Cardiovascular risk also matters. Some evidence links mild subclinical hypothyroidism with unfavourable lipid profiles, and the 2023 Korean guidelines note that treatment may be appropriate where subclinical hypothyroidism coexists with dyslipidaemia or underlying coronary artery disease.
The Indian context
Levothyroxine is among the most prescribed medications in India, and subclinical hypothyroidism is frequently treated here at TSH thresholds that the evidence does not support. Some of this reflects a legitimate concern — Indian patients do show higher rates of progression to overt hypothyroidism, and anti-TPO positivity is common. But it also reflects a pattern where a mildly elevated TSH on a routine panel leads directly to a prescription without the clinical conversation it deserves.
The TSH is a signal. What it signals — and what to do about it — depends on the T4, the antibodies, the symptoms, the age, the reproductive status, and the trend over time.

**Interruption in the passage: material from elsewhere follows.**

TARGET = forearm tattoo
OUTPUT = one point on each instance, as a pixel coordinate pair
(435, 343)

What to do if you have this result
Repeat the test in two to three months before any decision is made. Ask for anti-TPO antibodies alongside TSH and T4 — this single addition changes the interpretation significantly. Be specific about symptoms, not a vague list but genuine, notable changes. If you are a woman of reproductive age, mention whether pregnancy is planned. And if levothyroxine is recommended for a TSH of 5 or 6 with no symptoms and no special circumstances, it is entirely reasonable to ask whether monitoring first is an option.
A mildly elevated TSH is not, on its own, a diagnosis. What it means depends on the full picture — and that is a conversation worth having carefully.
If you have a thyroid report you are unsure about, a clinical review that looks at your complete picture — not just the TSH number — is the most useful step you can take.